Inacceptables perquisition et garde à vue d’une journaliste de Disclose !

Manifestation pour la libération d'Ariane Lavrilleux (photo Frédéric Munsch)
Manifestation pour la libération d’Ariane Lavrilleux (photo Frédéric Munsch)

La CFDT-Journalistes dénonce fermement la perquisition qui a eu lieu ce jour, mardi 19 septembre 2023, au domicile de la journaliste Ariane Lavrilleux, ainsi que sa mise en garde à vue.

Des policiers de la Direction générale de la sécurité intérieure (DGSI) accompagnés d’un juge d’instruction se sont présentés chez elle à 6h du matin et lui ont notifié sa mise en garde à vue dans le cadre d’une enquête pour compromission du secret de la défense nationale, ouverte en juillet 2022, et révélations d’informations pouvant conduire à identifier un agent protégé.

Journaliste collaborant à plusieurs médias, Ariane Lavrilleux a co-écrit la série d’enquêtes «Egypt Papers» parue dans Disclose en 2021 et qui a fait l’objet d’un Complément d’enquête diffusé en novembre 2021.

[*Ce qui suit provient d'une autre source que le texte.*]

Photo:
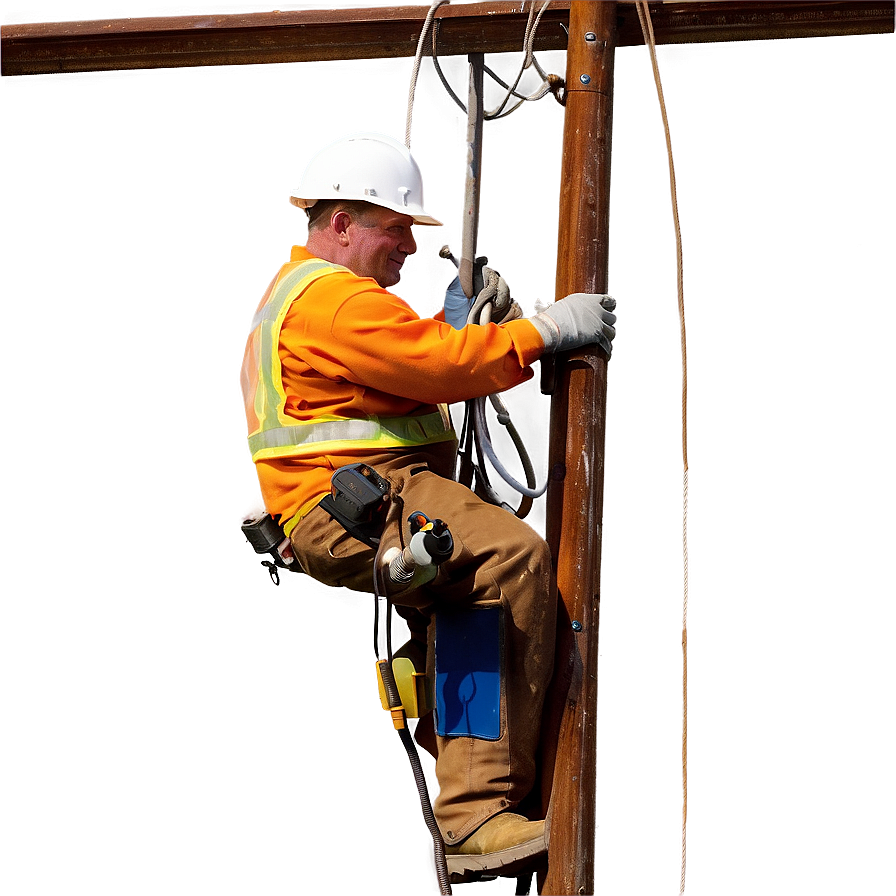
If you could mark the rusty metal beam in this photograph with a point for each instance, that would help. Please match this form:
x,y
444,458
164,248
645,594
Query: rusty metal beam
x,y
366,32
575,492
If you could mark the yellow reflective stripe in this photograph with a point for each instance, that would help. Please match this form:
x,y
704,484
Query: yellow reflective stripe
x,y
269,396
383,432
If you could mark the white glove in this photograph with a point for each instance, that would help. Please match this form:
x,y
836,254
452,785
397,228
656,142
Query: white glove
x,y
580,319
491,290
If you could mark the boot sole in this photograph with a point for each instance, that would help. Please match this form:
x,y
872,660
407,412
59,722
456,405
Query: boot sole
x,y
504,863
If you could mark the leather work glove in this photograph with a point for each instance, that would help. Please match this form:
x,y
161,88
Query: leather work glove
x,y
491,288
581,318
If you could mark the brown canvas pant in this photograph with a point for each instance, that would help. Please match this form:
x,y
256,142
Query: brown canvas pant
x,y
498,560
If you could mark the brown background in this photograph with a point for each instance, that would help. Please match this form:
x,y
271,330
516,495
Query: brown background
x,y
174,724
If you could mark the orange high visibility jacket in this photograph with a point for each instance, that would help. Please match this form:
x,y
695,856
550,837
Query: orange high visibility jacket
x,y
338,368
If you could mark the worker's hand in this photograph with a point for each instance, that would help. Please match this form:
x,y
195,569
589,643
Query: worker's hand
x,y
580,319
491,288
493,292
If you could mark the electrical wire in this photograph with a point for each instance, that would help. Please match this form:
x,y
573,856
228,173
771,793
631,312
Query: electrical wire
x,y
650,42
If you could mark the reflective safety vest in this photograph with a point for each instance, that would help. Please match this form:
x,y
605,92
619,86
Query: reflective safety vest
x,y
272,432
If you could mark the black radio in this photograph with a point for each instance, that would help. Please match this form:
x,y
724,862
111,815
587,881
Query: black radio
x,y
357,501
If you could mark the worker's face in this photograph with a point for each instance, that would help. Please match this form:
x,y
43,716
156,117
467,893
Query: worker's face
x,y
378,244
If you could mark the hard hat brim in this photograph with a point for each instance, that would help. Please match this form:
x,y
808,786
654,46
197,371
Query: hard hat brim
x,y
417,212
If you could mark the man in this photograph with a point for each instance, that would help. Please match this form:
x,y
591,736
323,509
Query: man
x,y
339,370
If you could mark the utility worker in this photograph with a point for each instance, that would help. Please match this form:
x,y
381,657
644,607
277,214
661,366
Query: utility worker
x,y
339,370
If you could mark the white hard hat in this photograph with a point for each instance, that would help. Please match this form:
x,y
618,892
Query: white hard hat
x,y
367,165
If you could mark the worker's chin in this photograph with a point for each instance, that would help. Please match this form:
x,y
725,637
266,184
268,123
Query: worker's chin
x,y
389,279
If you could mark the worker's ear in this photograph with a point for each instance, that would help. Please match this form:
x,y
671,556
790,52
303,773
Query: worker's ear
x,y
339,222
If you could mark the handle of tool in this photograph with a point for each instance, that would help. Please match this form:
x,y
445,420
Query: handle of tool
x,y
473,169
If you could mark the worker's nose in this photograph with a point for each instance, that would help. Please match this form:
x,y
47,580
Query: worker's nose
x,y
409,244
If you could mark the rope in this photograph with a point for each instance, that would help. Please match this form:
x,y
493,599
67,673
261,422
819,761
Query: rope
x,y
650,42
412,88
529,60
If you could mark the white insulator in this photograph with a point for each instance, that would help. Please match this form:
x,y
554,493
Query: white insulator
x,y
402,567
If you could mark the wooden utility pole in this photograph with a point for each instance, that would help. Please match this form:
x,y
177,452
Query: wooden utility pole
x,y
575,493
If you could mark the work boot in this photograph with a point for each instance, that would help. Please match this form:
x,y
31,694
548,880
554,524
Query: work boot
x,y
504,846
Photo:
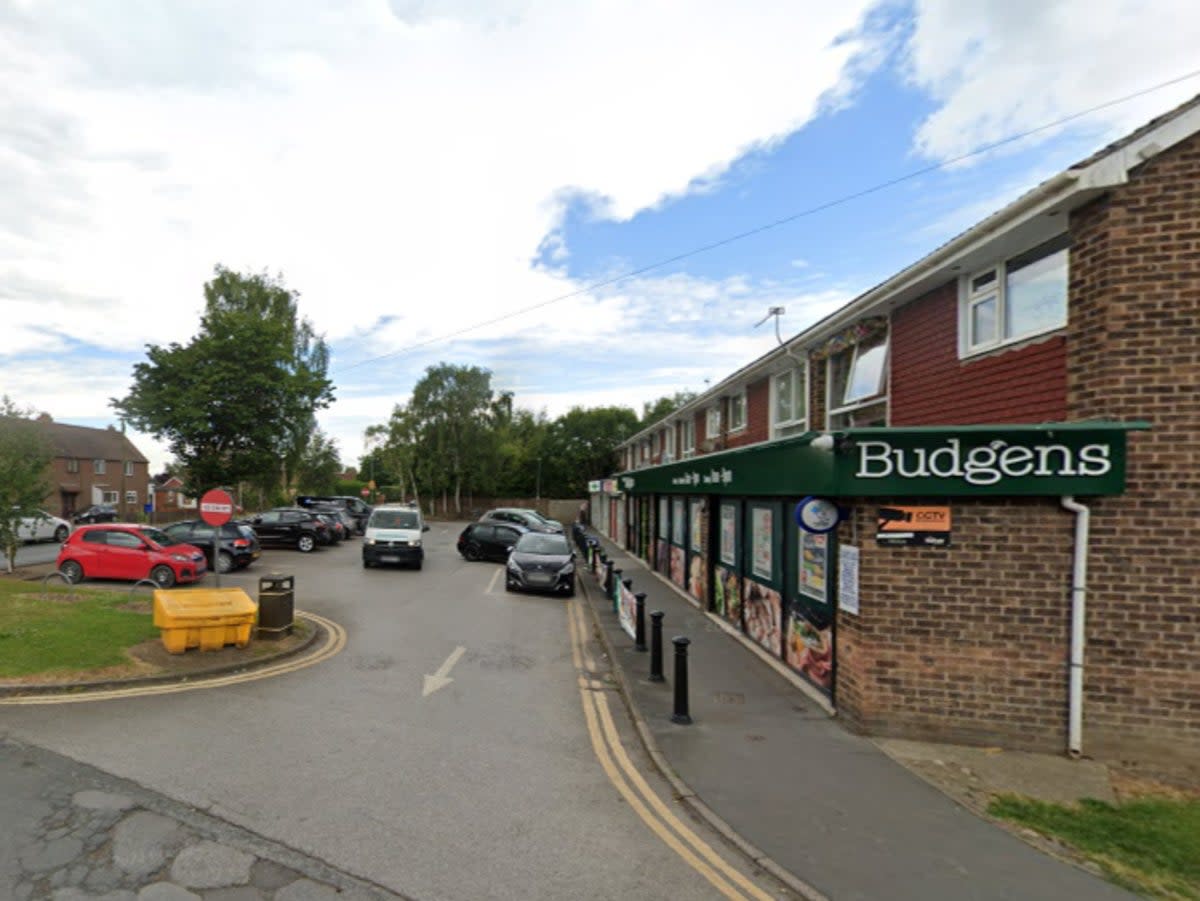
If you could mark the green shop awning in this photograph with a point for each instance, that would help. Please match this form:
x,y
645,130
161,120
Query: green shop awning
x,y
1048,460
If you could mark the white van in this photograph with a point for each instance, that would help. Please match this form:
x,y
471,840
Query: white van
x,y
394,535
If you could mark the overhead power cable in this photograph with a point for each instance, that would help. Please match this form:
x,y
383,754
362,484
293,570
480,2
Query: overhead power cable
x,y
775,223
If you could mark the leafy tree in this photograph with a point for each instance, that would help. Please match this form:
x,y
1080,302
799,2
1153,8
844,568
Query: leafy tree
x,y
24,457
237,402
661,408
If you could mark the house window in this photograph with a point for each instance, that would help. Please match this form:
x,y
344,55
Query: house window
x,y
738,412
713,422
1017,299
858,380
790,407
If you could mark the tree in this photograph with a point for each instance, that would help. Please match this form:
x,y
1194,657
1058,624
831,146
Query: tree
x,y
24,457
237,402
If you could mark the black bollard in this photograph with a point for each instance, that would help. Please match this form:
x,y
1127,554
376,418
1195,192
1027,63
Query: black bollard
x,y
657,646
640,623
681,712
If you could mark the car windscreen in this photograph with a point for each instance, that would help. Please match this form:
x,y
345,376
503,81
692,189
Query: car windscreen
x,y
395,520
538,544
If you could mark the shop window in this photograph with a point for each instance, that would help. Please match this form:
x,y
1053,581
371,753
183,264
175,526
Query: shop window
x,y
858,380
1017,299
790,403
738,412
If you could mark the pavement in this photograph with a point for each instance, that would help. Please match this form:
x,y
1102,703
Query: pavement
x,y
831,814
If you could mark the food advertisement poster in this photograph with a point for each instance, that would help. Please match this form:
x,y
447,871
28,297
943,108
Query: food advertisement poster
x,y
809,648
763,616
761,541
727,595
847,578
627,611
729,534
814,564
677,569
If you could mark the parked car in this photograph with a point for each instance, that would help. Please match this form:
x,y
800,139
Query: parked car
x,y
540,562
521,516
394,535
489,540
43,527
291,527
127,551
238,542
96,512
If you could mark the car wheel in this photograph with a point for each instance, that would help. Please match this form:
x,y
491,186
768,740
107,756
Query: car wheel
x,y
162,576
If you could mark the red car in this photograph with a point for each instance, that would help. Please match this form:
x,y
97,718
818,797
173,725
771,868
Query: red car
x,y
130,552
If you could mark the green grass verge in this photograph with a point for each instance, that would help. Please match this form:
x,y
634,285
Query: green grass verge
x,y
42,631
1150,846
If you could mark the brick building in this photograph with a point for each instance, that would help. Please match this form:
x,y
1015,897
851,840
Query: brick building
x,y
1031,390
93,466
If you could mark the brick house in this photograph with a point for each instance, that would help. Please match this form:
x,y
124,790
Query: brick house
x,y
94,466
1032,388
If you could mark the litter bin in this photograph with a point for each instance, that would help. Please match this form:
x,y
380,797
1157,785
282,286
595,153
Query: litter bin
x,y
276,605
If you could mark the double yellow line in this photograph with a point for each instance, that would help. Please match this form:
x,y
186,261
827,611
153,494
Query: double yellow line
x,y
646,803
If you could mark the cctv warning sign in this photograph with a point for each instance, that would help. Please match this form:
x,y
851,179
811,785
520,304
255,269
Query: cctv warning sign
x,y
913,527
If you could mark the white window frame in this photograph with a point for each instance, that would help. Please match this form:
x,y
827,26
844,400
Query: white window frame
x,y
843,408
738,403
996,290
688,438
798,376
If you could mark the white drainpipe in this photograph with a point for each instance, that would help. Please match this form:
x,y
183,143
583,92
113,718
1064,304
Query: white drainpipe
x,y
1078,618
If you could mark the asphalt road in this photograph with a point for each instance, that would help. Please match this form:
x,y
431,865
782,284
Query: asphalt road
x,y
487,787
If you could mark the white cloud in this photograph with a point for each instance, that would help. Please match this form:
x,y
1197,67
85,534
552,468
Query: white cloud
x,y
1000,67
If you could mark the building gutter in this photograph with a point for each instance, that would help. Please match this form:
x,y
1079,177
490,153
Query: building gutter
x,y
1078,622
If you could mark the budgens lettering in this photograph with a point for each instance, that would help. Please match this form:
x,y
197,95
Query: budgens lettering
x,y
984,464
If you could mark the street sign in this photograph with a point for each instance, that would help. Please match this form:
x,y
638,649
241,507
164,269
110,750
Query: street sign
x,y
216,506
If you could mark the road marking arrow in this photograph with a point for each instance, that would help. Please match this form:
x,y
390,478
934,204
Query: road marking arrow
x,y
442,677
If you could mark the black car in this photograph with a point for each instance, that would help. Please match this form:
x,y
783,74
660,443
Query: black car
x,y
540,562
489,540
238,548
521,516
96,512
291,527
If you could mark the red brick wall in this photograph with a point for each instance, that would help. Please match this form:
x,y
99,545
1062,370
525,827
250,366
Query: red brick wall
x,y
931,385
1134,338
967,643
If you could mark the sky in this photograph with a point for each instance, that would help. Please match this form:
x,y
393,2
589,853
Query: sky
x,y
534,188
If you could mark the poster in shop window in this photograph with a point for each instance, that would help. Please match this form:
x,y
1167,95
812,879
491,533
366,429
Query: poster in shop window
x,y
761,542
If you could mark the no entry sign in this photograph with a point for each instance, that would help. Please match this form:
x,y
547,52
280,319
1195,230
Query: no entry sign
x,y
216,506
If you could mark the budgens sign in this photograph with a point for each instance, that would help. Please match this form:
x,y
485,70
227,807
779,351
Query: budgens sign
x,y
983,461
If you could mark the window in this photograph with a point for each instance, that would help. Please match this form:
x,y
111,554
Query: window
x,y
713,422
790,407
858,384
1017,299
688,437
738,412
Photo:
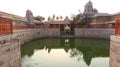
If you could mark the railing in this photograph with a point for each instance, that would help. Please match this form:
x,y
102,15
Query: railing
x,y
117,27
18,27
95,26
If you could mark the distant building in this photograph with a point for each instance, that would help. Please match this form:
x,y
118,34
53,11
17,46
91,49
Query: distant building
x,y
29,16
89,11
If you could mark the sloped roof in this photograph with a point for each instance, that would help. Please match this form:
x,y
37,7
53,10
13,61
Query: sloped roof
x,y
101,14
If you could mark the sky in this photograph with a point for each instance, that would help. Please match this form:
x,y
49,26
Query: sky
x,y
58,7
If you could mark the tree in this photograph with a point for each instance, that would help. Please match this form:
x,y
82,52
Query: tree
x,y
39,18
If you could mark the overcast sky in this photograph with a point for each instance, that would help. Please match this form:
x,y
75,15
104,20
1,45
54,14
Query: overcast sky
x,y
58,7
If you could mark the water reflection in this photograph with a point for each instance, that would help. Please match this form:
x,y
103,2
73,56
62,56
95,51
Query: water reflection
x,y
79,49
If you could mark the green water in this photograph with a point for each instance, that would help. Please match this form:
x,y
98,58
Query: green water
x,y
65,52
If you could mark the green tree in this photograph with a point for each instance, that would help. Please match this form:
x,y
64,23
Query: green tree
x,y
57,17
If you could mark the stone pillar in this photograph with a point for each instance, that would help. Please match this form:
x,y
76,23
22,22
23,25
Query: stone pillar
x,y
114,51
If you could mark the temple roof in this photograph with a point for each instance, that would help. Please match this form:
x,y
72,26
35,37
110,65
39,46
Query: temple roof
x,y
89,4
101,14
12,16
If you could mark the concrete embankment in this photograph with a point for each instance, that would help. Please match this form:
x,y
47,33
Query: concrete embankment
x,y
10,55
94,33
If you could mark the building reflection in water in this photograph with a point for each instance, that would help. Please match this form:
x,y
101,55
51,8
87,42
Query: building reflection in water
x,y
80,49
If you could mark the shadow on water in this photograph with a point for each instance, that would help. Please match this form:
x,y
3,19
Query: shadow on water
x,y
88,48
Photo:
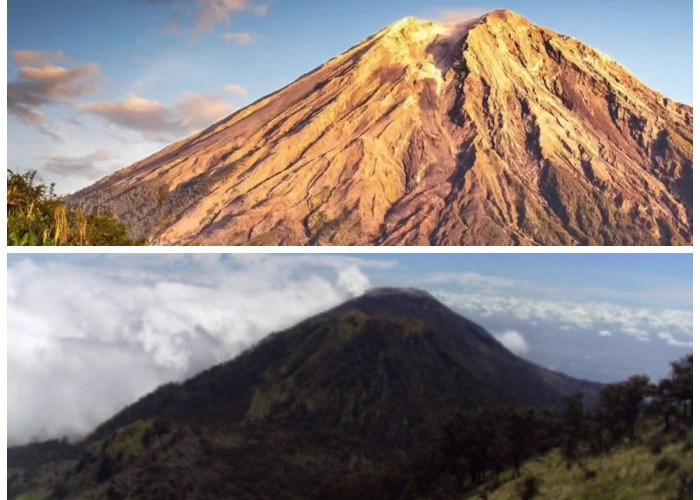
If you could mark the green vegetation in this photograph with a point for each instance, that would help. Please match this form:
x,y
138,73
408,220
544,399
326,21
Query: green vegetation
x,y
358,405
37,217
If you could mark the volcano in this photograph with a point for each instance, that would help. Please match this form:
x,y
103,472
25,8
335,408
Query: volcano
x,y
339,394
492,131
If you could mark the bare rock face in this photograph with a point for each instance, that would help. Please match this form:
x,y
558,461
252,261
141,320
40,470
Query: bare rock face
x,y
489,132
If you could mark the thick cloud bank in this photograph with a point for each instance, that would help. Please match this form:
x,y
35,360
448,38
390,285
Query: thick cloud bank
x,y
85,339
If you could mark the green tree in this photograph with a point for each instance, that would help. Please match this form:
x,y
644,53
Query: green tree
x,y
37,217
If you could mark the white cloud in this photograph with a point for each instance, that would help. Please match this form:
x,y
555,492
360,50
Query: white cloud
x,y
234,89
594,316
513,341
673,341
157,121
43,83
90,334
458,15
242,38
199,111
87,166
210,13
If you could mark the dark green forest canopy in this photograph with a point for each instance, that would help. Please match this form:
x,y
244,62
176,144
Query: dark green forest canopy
x,y
37,217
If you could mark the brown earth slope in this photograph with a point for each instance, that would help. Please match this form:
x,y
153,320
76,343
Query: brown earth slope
x,y
489,132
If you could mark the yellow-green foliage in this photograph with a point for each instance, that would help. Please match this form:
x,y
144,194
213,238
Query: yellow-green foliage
x,y
37,217
628,472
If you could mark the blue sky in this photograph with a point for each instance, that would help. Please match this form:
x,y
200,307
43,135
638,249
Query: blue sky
x,y
140,74
90,333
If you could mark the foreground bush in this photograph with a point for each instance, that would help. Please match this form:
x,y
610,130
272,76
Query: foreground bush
x,y
37,217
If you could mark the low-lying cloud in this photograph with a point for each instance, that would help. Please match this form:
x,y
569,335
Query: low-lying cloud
x,y
88,166
90,334
458,15
242,38
602,317
157,121
41,82
235,89
514,341
210,13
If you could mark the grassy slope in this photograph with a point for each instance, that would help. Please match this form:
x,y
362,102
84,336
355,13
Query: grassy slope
x,y
630,471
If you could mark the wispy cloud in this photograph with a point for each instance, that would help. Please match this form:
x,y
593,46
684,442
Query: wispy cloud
x,y
234,89
124,324
673,341
157,121
210,13
42,83
458,15
514,341
78,166
199,111
637,322
239,38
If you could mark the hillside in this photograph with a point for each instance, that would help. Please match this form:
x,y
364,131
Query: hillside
x,y
632,471
352,391
488,132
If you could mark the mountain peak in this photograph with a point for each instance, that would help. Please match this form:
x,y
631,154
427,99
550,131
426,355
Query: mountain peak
x,y
489,131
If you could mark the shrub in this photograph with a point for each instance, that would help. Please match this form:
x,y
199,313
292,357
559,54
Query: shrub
x,y
37,217
667,464
529,487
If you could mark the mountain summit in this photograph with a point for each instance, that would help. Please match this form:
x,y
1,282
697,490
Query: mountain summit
x,y
490,131
352,391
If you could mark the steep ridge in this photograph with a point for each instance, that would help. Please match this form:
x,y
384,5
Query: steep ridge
x,y
347,392
490,131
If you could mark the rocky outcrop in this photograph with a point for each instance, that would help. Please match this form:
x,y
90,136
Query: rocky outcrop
x,y
488,132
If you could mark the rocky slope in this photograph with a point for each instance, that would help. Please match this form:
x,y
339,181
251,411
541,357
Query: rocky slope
x,y
489,132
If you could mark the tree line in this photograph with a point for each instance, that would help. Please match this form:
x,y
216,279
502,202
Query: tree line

L’enquête portait sur l’opération militaire Sirli, en Égypte et révélait de nombreux documents « confidentiel-défense ». Selon les quatre journalistes auteurs de l’enquête, sous couvert de renseignement anti-terroriste, mais en réalité à des fins commerciales de vente d’armes, l’État français aurait fourni depuis 2016 à l’Égypte des informations qui auraient conduit à des exécutions extra judiciaires de civils par la dictature égyptienne.

La perquisition du domicile d’un journaliste n’est pas en soi interdite (la loi du 4 janvier 2010 relative à la protection du secret des sources des journalistes l’encadre) mais elle est très inquiétante, à une époque où les procédures bâillon se multiplient, et au regard de l’intérêt démocratique du travail mené. Par ailleurs, cette perquisition ne doit aucunement amener à dévoiler les sources de la journaliste. « Le secret des sources des journalistes est protégé dans l’exercice de leur mission d’information du public », précise bien la loi.

La CFDT-Journalistes dénonce cette atteinte au travail d’une journaliste rigoureuse et dont le rôle pour l’information du citoyen est majeur. Nous demandons la levée urgente de la garde à vue et l’absence de toute éventuelle poursuite, pour elle comme pour les autres co-auteurs de l’enquête. Le journalisme d’investigation est capital à notre démocratie.